I lost one of my 12 year old Bakuma Shark pry bars down a cavity and badly need to replace it. But I can't find a retailer in the UK.

nearest I could find....

http://www.ebay.com.au/itm/Pry-Bar-and- ... 1539858957

I've tried the Cumquats cheapo Silverline, they aren't a patch on Bakuma, I think Silverline use putty to make theirs.


----------



## bugbear (22 Feb 2015)

busy builder":2fkxcx7s said:


> I lost one of my 12 year old Bakuma Shark pry bars down a cavity and badly need to replace it. But I can't find a retailer in the UK.
> 
> nearest I could find....
> 
> ...



Could you buy one of the modern super-strong magnets and go fishing?
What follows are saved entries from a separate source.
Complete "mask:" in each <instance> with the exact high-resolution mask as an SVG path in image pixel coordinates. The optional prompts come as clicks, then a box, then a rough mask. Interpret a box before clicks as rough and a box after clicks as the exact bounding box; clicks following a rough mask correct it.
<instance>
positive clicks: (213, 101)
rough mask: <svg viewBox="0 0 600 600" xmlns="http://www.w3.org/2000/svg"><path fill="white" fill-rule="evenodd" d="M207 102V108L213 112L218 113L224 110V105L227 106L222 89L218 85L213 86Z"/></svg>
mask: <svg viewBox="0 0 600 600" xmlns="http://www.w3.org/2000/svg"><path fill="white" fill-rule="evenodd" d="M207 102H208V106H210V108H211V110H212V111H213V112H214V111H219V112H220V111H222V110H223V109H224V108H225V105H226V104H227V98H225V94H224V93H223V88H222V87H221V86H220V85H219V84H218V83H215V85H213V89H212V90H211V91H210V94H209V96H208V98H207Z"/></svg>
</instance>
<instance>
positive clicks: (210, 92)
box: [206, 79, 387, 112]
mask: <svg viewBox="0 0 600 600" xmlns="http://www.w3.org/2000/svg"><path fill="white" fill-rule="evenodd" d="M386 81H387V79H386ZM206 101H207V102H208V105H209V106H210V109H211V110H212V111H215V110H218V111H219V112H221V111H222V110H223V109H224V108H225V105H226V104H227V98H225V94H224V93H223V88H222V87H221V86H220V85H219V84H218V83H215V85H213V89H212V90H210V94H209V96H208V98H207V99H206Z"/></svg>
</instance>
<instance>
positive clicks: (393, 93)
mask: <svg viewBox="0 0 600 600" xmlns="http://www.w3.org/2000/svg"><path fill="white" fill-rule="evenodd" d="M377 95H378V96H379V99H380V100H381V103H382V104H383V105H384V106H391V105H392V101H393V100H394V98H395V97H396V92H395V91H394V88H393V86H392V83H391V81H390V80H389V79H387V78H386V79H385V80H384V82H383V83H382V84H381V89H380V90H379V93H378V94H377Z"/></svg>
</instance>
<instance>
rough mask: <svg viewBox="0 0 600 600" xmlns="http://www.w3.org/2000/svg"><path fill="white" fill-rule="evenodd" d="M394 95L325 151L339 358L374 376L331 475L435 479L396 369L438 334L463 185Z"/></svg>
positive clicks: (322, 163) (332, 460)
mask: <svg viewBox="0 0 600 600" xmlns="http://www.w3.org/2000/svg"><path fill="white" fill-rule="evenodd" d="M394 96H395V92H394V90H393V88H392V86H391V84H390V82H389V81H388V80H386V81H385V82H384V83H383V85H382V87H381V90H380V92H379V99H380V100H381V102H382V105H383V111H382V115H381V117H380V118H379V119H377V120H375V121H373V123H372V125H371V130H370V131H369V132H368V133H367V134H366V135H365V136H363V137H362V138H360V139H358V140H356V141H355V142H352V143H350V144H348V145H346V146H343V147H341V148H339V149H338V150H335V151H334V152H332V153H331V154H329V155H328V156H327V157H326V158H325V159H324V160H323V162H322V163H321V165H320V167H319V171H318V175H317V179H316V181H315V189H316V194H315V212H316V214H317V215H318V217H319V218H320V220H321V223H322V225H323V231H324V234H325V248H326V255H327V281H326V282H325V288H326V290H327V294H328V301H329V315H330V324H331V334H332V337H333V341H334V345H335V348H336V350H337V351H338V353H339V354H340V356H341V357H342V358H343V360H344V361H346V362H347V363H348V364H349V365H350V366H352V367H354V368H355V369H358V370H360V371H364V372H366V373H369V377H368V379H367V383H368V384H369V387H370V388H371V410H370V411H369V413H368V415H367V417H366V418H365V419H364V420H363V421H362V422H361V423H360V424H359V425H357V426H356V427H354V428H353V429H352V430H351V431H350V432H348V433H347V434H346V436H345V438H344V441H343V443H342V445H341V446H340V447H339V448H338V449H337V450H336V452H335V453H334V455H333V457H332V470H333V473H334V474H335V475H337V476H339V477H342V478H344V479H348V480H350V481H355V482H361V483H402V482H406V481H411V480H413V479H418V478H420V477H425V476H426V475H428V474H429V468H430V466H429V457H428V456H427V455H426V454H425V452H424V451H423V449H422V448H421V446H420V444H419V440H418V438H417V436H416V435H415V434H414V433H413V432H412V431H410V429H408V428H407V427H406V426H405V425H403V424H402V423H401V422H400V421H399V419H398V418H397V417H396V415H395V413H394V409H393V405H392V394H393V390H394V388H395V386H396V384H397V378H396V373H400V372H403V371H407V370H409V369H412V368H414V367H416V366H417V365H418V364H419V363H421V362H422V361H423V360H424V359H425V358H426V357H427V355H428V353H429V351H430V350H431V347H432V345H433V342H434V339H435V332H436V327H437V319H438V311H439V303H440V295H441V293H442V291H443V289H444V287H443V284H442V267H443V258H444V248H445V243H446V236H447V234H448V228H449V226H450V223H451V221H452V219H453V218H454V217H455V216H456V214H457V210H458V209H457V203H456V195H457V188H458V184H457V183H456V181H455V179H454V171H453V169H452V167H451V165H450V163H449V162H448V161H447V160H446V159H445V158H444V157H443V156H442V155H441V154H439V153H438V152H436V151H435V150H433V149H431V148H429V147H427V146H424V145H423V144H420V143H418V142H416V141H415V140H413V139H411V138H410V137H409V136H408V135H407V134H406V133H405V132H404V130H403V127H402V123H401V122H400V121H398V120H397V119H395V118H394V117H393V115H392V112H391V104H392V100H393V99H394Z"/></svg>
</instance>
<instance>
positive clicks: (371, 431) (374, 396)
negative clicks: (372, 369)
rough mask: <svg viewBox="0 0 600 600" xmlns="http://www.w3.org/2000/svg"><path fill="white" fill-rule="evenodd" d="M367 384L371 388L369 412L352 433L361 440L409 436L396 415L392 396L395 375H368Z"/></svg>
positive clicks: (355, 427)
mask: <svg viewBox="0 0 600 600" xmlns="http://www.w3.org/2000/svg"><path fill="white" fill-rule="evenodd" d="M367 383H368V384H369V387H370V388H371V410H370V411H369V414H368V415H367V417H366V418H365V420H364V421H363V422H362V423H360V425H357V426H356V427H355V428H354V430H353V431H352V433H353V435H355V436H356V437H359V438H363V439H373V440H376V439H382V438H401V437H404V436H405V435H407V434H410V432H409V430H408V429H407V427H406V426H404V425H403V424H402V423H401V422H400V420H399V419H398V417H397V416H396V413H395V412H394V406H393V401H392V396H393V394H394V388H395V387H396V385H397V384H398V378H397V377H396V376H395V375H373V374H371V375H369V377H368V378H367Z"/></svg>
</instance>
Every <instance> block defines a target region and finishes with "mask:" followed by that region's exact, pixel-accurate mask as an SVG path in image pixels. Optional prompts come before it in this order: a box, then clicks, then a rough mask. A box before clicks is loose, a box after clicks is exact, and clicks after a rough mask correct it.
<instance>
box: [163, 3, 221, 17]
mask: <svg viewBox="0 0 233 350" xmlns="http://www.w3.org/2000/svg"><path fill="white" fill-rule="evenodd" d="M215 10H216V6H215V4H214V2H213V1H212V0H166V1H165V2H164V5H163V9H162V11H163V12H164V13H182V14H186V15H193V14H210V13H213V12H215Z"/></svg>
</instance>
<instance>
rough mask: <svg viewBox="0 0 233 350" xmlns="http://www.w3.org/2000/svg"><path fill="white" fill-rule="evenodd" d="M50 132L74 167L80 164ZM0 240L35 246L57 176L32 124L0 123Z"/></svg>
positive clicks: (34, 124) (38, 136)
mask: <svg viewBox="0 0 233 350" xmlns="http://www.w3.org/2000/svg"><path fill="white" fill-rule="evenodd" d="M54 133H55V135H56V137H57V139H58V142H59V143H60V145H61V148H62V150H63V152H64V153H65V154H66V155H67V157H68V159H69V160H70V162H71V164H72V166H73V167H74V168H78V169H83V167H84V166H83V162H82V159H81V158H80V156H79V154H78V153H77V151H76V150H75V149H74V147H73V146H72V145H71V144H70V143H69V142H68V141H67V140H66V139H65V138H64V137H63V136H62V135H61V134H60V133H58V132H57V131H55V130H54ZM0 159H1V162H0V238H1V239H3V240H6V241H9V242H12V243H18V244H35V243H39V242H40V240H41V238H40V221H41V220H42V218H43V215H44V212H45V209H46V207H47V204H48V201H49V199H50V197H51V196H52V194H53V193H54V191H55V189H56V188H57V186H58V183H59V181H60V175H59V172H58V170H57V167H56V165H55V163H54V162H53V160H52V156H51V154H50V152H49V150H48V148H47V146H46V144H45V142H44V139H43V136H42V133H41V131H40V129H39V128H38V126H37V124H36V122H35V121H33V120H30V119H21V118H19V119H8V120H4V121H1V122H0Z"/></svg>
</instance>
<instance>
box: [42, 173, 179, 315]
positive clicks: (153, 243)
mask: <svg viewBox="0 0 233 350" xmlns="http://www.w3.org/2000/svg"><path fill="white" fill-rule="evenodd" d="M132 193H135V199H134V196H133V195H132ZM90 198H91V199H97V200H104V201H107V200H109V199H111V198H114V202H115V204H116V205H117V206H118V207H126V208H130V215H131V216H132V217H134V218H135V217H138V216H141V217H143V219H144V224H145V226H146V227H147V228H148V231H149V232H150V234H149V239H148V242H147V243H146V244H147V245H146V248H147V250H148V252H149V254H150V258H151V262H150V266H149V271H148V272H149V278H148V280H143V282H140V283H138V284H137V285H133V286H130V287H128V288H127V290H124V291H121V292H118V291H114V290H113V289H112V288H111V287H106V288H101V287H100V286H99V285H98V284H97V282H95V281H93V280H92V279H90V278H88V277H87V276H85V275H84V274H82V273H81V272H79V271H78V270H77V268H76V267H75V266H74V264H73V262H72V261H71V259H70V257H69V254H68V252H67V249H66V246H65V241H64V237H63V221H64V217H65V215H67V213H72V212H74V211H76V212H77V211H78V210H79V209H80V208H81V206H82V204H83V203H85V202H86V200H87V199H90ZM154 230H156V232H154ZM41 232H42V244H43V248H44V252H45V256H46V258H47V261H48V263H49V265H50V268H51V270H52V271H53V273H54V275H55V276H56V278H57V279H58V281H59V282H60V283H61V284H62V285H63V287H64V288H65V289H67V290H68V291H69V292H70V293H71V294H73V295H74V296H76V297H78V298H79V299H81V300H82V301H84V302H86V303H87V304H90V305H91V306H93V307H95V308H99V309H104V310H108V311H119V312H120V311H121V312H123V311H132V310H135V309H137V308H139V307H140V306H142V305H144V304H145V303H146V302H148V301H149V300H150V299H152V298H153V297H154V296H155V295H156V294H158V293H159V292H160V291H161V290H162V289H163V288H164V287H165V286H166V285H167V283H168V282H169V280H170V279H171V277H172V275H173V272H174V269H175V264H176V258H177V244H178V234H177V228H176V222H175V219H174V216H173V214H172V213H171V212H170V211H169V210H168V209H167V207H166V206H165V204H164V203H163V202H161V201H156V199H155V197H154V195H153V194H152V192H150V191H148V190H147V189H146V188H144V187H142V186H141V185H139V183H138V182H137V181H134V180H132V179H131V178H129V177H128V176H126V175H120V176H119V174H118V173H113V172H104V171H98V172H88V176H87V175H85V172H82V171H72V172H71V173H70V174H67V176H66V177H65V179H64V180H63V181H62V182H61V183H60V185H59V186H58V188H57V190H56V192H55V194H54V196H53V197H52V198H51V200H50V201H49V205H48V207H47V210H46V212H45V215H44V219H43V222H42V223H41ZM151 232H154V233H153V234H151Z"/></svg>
http://www.leevalley.com/US/wood/page.a ... 2363,42356

BugBear


----------



## Bod (22 Feb 2015)

Google "sea searcher magnet" or "Recovery magnet"
Standard kit on canal boats.

Bod


----------



## Shrubby (22 Feb 2015)

Dictum and Dieter Schmidt both sell a range of Japanese nail bars. Argosminster sell the Mokuba brand.
I prefer Mokuba (rocking horse) and Dogyu (bullhead) to the Bakuma (shark) 
Estwing proclaw is supposed to be made for them by Dogyu - I want to see one before parting with any money as there are too many shoddy look-a-like tools out there 
Matt


----------



## adidat (22 Feb 2015)

I have an identical one made by Stanley 

Architrave bar I think it's called?

Adidat


----------



## busy builder (22 Feb 2015)

Thanks all, I had a epiphany and tried Rutlands

http://www.rutlands.co.uk/pp+woodworkin ... ars+b12102


----------



## whiskywill (23 Feb 2015)

This one comes ready rusted. http://www.toolstation.com/shop/p97965


----------